Skip to main content
A dataset is a container for audio files and their annotations. Each dataset defines the artifact types you want to detect.

What is a dataset?

Datasets serve as the foundation for training custom models:
  • Audio files: The audio samples used for training
  • Artifact types: The categories of artifacts to detect
  • Annotation sets: Labeled timestamps marking where artifacts occur
Dataset: "TTS Quality Detection"
├── Artifact Types: [glitch, long_pause, hallucination]
├── Audio Files: 150 files (2.5 hours)
└── Annotation Sets:
    ├── v1 (published) - 450 annotations
    └── v2 (draft) - 520 annotations

Creating a dataset

Define a name and the artifact types you want to detect:
Python
response = requests.post(
    f"{BASE_URL}/api/v1/datasets",
    headers={"X-API-Key": API_KEY},
    json={
        "name": "TTS Quality Detection",
        "description": "Detect quality issues in TTS output",
        "artifact_types": [
            {
                "name": "glitch",
                "description": "Audio pop, click, or distortion",
                "color": "#FF4444"
            },
            {
                "name": "long_pause",
                "description": "Unnatural silence > 500ms",
                "color": "#4444FF"
            },
            {
                "name": "hallucination",
                "description": "Extra words or sounds not in input",
                "color": "#44FF44"
            }
        ]
    }
)
dataset = response.json()

Dataset structure

FieldTypeDescription
idUUIDUnique identifier
namestringDisplay name
descriptionstringOptional description
artifact_typesarrayList of artifact type definitions
created_atdatetimeCreation timestamp
updated_atdatetimeLast modification timestamp
When listing datasets, additional statistics are included:
FieldDescription
audio_countNumber of audio files
annotation_set_countNumber of annotation sets

Organizing datasets

By use case

Create separate datasets for different detection tasks:
  • TTS Glitches: [glitch, pop, distortion]
  • Voice Agent Issues: [crosstalk, echo, dropout]
  • Speech Quality: [mispronunciation, hesitation, filler_words]

By audio source

If your audio comes from different systems or has different characteristics:
  • Production TTS v1: Audio from your legacy TTS system
  • Production TTS v2: Audio from your new TTS system
  • Voice Recordings: Human voice samples

By language or speaker

For multilingual or multi-speaker systems:
  • English TTS: English-specific artifacts
  • Spanish TTS: Spanish-specific artifacts

Updating datasets

Change name or description

Python
response = requests.patch(
    f"{BASE_URL}/api/v1/datasets/{dataset_id}",
    headers={"X-API-Key": API_KEY},
    json={
        "name": "Updated Dataset Name",
        "description": "New description"
    }
)

Add artifact types

You can add new artifact types to an existing dataset:
Python
# Get current artifact types
response = requests.get(
    f"{BASE_URL}/api/v1/datasets/{dataset_id}",
    headers={"X-API-Key": API_KEY}
)
current_types = response.json()["artifact_types"]

# Add new type
current_types.append({
    "name": "echo",
    "description": "Reverb or echo artifact",
    "color": "#FF8844"
})

# Update dataset
response = requests.patch(
    f"{BASE_URL}/api/v1/datasets/{dataset_id}",
    headers={"X-API-Key": API_KEY},
    json={"artifact_types": current_types}
)
Removing an artifact type will invalidate annotations that use it.
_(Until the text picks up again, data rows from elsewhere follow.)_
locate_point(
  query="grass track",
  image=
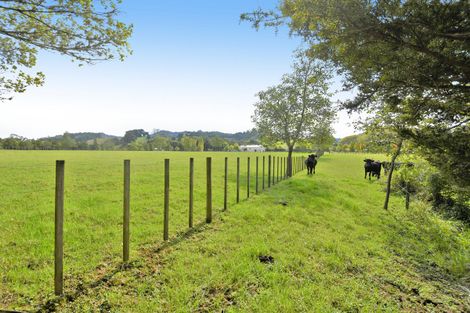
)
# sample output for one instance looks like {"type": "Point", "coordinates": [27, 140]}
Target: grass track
{"type": "Point", "coordinates": [334, 248]}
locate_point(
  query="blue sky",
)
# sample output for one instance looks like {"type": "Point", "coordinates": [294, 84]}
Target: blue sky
{"type": "Point", "coordinates": [194, 66]}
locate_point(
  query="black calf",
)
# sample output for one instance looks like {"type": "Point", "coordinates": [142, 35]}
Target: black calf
{"type": "Point", "coordinates": [311, 163]}
{"type": "Point", "coordinates": [372, 167]}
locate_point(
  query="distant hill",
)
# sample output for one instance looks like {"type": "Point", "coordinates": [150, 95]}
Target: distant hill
{"type": "Point", "coordinates": [250, 136]}
{"type": "Point", "coordinates": [247, 136]}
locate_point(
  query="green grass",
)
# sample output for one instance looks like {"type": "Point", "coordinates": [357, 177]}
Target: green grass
{"type": "Point", "coordinates": [334, 247]}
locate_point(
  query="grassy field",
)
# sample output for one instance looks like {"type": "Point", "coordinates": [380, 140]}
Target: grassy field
{"type": "Point", "coordinates": [93, 210]}
{"type": "Point", "coordinates": [334, 248]}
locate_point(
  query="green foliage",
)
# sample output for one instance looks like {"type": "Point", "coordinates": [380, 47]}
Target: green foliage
{"type": "Point", "coordinates": [298, 109]}
{"type": "Point", "coordinates": [426, 183]}
{"type": "Point", "coordinates": [87, 31]}
{"type": "Point", "coordinates": [334, 248]}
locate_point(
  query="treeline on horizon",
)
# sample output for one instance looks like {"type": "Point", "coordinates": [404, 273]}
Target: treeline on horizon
{"type": "Point", "coordinates": [162, 140]}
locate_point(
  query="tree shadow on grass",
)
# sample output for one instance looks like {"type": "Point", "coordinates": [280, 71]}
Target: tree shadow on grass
{"type": "Point", "coordinates": [82, 289]}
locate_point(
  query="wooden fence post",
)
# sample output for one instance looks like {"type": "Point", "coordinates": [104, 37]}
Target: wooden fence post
{"type": "Point", "coordinates": [257, 187]}
{"type": "Point", "coordinates": [269, 171]}
{"type": "Point", "coordinates": [285, 168]}
{"type": "Point", "coordinates": [166, 210]}
{"type": "Point", "coordinates": [407, 203]}
{"type": "Point", "coordinates": [248, 178]}
{"type": "Point", "coordinates": [274, 170]}
{"type": "Point", "coordinates": [225, 183]}
{"type": "Point", "coordinates": [238, 179]}
{"type": "Point", "coordinates": [263, 170]}
{"type": "Point", "coordinates": [126, 213]}
{"type": "Point", "coordinates": [209, 190]}
{"type": "Point", "coordinates": [59, 229]}
{"type": "Point", "coordinates": [191, 191]}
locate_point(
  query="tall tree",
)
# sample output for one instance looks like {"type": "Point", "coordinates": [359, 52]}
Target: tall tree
{"type": "Point", "coordinates": [87, 31]}
{"type": "Point", "coordinates": [409, 57]}
{"type": "Point", "coordinates": [298, 109]}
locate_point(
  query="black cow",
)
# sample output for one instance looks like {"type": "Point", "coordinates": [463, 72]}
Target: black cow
{"type": "Point", "coordinates": [372, 167]}
{"type": "Point", "coordinates": [387, 165]}
{"type": "Point", "coordinates": [311, 162]}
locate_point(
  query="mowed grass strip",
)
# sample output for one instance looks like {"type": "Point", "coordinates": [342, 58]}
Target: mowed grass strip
{"type": "Point", "coordinates": [334, 249]}
{"type": "Point", "coordinates": [93, 211]}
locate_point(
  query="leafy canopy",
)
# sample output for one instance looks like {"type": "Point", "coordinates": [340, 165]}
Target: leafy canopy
{"type": "Point", "coordinates": [298, 109]}
{"type": "Point", "coordinates": [408, 58]}
{"type": "Point", "coordinates": [87, 31]}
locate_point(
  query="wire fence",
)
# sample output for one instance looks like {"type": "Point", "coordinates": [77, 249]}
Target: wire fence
{"type": "Point", "coordinates": [207, 187]}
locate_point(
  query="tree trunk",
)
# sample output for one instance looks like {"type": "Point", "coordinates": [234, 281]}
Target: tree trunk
{"type": "Point", "coordinates": [289, 161]}
{"type": "Point", "coordinates": [390, 173]}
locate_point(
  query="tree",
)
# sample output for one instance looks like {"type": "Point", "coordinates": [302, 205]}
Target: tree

Only add new types to existing datasets.

Deleting datasets

Delete a dataset and all associated data:
Python
response = requests.delete(
    f"{BASE_URL}/api/v1/datasets/{dataset_id}",
    headers={"X-API-Key": API_KEY}
)
This permanently deletes:
  • All audio files in the dataset
  • All annotation sets
  • All annotations
Models trained on this dataset are not deleted but will reference a deleted dataset.

Dataset lifecycle

1. Create dataset

2. Define artifact types

3. Upload audio files

4. Create annotation set

5. Add annotations

6. Publish annotation set

7. Train model

8. (Optional) Add more data and retrain

Best practices

Clear naming

Use descriptive names that indicate:
  • What the dataset is for
  • What type of audio it contains
  • Version if applicable
"TTS Glitch Detection - English - v2"
"Voice Agent Echo Detection - Production"

Artifact type naming

Use lowercase with underscores, keep names short:
# Good
"glitch", "long_pause", "tts_hallucination"

# Avoid
"Audio Glitch", "LONG-PAUSE", "tts_hallucination_extra_words"

Documentation

Use the description field to document:
  • Purpose of the dataset
  • Labeling guidelines
  • Data sources
  • Any known issues
Python
{
    "name": "TTS Glitch Detection",
    "description": """
    Dataset for detecting audio glitches in production TTS output.

    Labeling guidelines:
    - glitch: Any audible pop, click, or distortion > 10ms
    - long_pause: Silence > 500ms that breaks natural speech flow

    Data sources:
    - Production TTS logs from Jan-Mar 2024
    - Manually curated examples from QA team
    """
}